WHITTEMORE v. CUTTER (29 F. Cas. 1120 [May 1813]): Experimental use of a patented invention for scientific ["philosophical"] research purposes is exempt from patent infringement - a fair use. WHEATON v. PETERS (33 U.S. 591 [January 1834]) Question: "In what respect does the right of an author differ from that of an individual who has invented a most useful and valuable machine? The result of their labours may be equally beneficial to society, and in their respective spheres they may be alike distinguished for mental vigour." If there isn't a difference, Answer: "It would seem therefore that the existence of a principle [term of protection] which operates so unequally, may well be doubted." Dissent: The "and" of "authors and inventors" is distributive, the subjects distinct in the mind of Congress. JACOBS v. BAKER (74 U.S. 295 [December 1868]): Novel architectural plans could be patentable or copyrightable. COCHRANE v. DEENER (94 U.S. 780 [March 1877]): Process is as patentable as machinery, independent of form of instruments used, if new and useful. MACHINE CO. v. MURPHY (97 U.S. 120 [October 1877]): Two devices doing the same work in the same way with the same results, are the same, even if they differ in name, form or shape. BAKER v. SELDEN (101 U.S. 99 [October 1879]): Methods (of bookkeeping) not copyrightable, but potentially patentable.
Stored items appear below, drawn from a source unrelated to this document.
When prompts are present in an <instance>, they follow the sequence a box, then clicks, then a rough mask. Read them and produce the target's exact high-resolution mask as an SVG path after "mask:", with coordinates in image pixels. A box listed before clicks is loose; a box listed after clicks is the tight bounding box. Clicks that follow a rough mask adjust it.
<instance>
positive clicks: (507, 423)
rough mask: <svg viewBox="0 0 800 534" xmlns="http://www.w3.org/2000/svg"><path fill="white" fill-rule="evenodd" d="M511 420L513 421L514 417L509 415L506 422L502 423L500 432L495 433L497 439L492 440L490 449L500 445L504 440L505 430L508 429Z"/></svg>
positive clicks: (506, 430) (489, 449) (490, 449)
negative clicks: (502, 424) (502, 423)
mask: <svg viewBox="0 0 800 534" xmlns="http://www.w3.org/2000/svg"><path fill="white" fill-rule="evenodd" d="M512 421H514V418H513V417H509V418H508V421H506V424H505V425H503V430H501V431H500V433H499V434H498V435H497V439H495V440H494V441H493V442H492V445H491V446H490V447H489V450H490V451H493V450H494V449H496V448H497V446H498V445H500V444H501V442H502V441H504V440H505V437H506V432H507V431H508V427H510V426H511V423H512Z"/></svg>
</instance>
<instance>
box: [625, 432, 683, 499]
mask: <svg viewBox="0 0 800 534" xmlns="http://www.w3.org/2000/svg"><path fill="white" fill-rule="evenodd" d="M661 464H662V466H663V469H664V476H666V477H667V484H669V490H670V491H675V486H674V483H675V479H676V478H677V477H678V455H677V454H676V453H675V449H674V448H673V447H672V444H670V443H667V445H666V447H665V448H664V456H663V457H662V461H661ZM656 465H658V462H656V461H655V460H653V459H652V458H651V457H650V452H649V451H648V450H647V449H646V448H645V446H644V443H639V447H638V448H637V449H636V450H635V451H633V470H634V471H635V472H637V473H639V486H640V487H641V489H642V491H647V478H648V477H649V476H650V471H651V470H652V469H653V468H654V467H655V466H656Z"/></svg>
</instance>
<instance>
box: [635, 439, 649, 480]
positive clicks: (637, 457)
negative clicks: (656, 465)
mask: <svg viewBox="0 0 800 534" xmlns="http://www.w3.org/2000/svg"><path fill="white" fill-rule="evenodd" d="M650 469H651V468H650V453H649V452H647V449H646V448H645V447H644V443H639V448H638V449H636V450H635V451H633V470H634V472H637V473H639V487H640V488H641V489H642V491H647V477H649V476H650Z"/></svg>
Artistic methods potentially patentable. TELEPHONE CASES (AMERICAN BELL TELEPHONE) (126 U.S. 1, 533 [March 1888]): An art - a process which is useful, is as patentable as a machine, manufacture, or composition of matter. Descriptions of means in the patent is only necessary to show that the process can be used. BRISTOL v. EQUITABLE LIFE ASSURANCE SOCIETY (5 N.Y.S. 131 [March 1889]): Method of soliciting insurance neither patentable nor copyrightable as idea.